During Meditation we must ask . . . What is the Nature of My Thoughts?
That’s right, when we sit and meditate our thoughts begin to flow. As this progresses we take on the role of objective observer. It can prove very powerful indeed when we’re able to separate ourselves from our thoughts and start to question their nature. We deliberately instigate secondary thoughts about what we’ve been thinking. In this way we’re beginning the useful process of understanding how we think. These types of questions are useful:
What are the consequences of my thoughts?
- Where is my mind (past, present, future or fantasy)?
- Are these thoughts instilling doubt?
- Do they concern useful planning and if so does this have anything to do with being calm and present?
- Are they simply useless ramblings?
- Are they opinion forming?
- What kind of opinion (negative or positive) are they forming?
Ultimately, what we’re looking to do is study the nature of our thoughts, acknowledge their value (none in terms of rest) to then gently bring the mind back to an alternative focus.
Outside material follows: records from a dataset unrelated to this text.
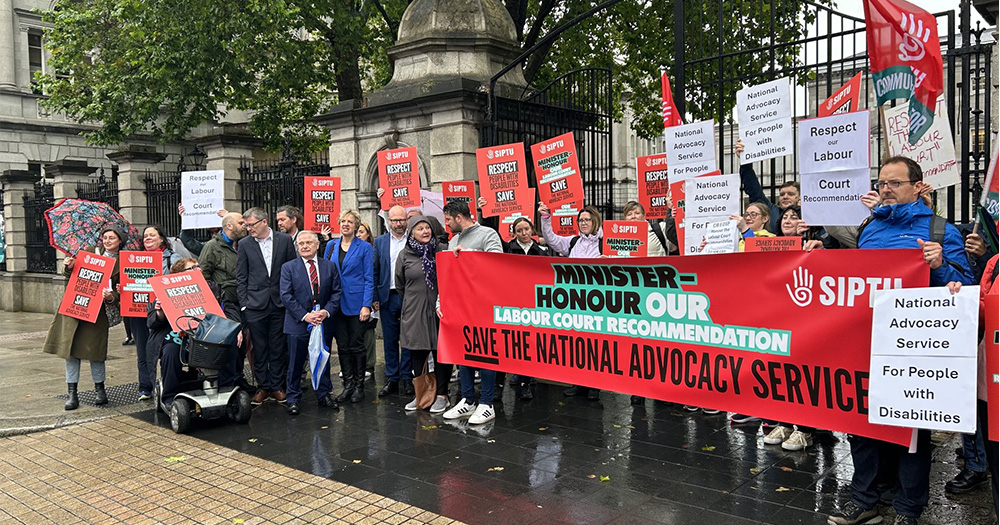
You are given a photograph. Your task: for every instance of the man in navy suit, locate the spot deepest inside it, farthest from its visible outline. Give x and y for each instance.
(398, 376)
(310, 290)
(258, 288)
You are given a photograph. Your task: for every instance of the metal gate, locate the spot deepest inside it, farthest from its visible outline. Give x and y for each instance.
(707, 74)
(578, 102)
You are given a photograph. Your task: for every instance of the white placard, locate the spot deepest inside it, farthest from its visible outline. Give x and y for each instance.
(834, 143)
(925, 321)
(934, 152)
(690, 150)
(834, 198)
(924, 364)
(712, 196)
(764, 113)
(202, 197)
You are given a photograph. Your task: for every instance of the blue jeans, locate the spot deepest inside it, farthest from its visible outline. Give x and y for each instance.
(467, 376)
(913, 473)
(397, 360)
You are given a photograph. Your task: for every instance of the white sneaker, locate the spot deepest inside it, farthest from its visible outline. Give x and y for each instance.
(461, 409)
(483, 414)
(440, 405)
(797, 441)
(777, 435)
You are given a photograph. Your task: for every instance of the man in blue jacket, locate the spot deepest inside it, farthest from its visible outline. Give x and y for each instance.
(901, 220)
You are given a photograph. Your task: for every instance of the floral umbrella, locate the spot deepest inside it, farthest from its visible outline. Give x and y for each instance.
(75, 224)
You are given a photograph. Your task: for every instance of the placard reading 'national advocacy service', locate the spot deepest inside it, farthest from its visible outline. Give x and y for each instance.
(764, 113)
(923, 364)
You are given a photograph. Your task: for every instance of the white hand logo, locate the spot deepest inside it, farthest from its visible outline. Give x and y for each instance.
(802, 294)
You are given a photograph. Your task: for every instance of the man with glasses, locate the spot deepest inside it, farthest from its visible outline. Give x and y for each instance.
(900, 219)
(258, 288)
(389, 304)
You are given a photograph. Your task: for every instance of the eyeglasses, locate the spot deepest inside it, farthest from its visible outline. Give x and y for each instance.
(878, 185)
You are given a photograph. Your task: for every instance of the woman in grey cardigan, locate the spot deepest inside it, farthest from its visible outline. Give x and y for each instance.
(416, 281)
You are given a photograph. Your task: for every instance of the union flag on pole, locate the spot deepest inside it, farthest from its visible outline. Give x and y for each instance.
(670, 115)
(905, 55)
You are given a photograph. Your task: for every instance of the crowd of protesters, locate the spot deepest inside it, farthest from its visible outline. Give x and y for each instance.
(278, 282)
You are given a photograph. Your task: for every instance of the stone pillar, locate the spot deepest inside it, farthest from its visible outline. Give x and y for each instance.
(224, 151)
(133, 162)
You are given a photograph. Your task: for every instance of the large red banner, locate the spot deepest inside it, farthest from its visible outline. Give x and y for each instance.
(654, 189)
(135, 269)
(85, 291)
(322, 204)
(399, 176)
(185, 294)
(682, 329)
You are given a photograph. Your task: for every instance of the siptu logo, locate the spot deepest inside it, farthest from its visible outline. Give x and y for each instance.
(915, 35)
(802, 280)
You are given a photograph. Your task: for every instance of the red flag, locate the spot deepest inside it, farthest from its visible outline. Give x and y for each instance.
(905, 54)
(670, 115)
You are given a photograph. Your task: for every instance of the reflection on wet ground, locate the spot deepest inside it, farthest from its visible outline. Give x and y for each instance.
(567, 460)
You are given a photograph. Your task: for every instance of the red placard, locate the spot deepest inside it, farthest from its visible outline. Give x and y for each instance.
(677, 332)
(993, 361)
(85, 291)
(625, 238)
(501, 175)
(322, 203)
(844, 100)
(654, 189)
(557, 169)
(183, 294)
(772, 244)
(399, 176)
(134, 271)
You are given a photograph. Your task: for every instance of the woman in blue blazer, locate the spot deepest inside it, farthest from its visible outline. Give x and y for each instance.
(354, 259)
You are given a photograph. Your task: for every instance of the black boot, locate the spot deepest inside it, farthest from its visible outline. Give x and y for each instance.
(101, 397)
(73, 402)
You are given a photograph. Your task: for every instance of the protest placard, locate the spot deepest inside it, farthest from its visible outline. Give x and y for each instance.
(184, 294)
(85, 292)
(677, 332)
(923, 364)
(557, 170)
(399, 176)
(712, 196)
(764, 113)
(625, 238)
(772, 244)
(654, 185)
(844, 100)
(834, 198)
(934, 152)
(202, 197)
(501, 171)
(322, 204)
(135, 269)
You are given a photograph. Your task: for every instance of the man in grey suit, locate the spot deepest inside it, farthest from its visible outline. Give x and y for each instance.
(258, 287)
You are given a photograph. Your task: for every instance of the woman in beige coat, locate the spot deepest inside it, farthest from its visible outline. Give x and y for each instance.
(74, 340)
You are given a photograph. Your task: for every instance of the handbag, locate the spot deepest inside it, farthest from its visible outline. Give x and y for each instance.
(425, 388)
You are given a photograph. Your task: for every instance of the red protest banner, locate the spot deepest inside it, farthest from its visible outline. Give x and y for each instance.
(321, 206)
(654, 189)
(844, 100)
(183, 294)
(625, 238)
(993, 361)
(85, 291)
(399, 176)
(135, 269)
(501, 173)
(676, 331)
(557, 169)
(772, 244)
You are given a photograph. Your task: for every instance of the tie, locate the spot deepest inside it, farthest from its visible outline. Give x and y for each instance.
(314, 278)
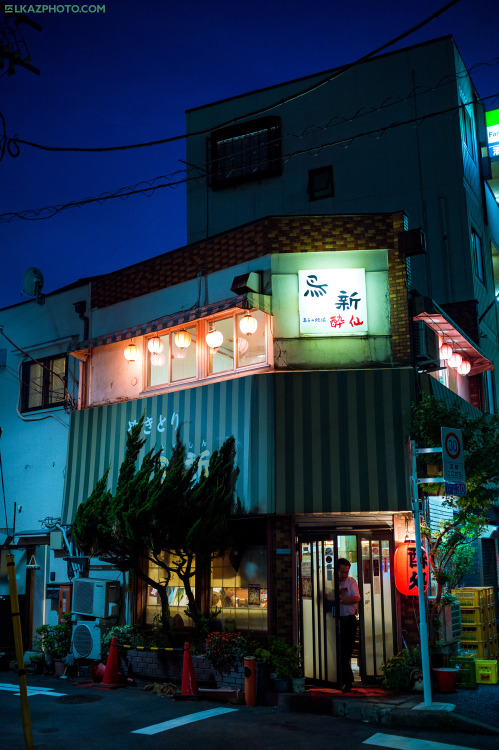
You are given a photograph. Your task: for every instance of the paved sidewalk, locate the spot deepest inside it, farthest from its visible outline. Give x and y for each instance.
(475, 711)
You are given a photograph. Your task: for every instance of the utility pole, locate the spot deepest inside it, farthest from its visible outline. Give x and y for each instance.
(13, 48)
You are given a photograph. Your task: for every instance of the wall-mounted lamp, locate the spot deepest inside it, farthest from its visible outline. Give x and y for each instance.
(455, 360)
(248, 324)
(214, 338)
(155, 345)
(446, 351)
(182, 339)
(130, 352)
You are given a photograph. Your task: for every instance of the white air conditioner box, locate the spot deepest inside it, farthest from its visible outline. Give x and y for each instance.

Whilst sitting, meditating, we’re taking time out to self-nurture. We must hold the intention of achieving a calm and present mind. The process of studying the mind, often helps us realise how irrelevant thoughts are, when seeking calm. We’re able to discredit them simply by seeing them for what they are. It might seem odd to suggest that we should invalidate what we’re thinking, yet, it’s important to remember, it is only those thoughts that are limiting us, that we must eliminate.
The influence of thought can also become very clear to us when we study. We can truly come to understand that we are what we think we are. How you respond to your experiences – from moment-to-moment, day-to-day – is decided by how you think. What you choose to expose yourself to also has a bearing on this. Through raising awareness, to our true nature, we can instantly improve wellbeing.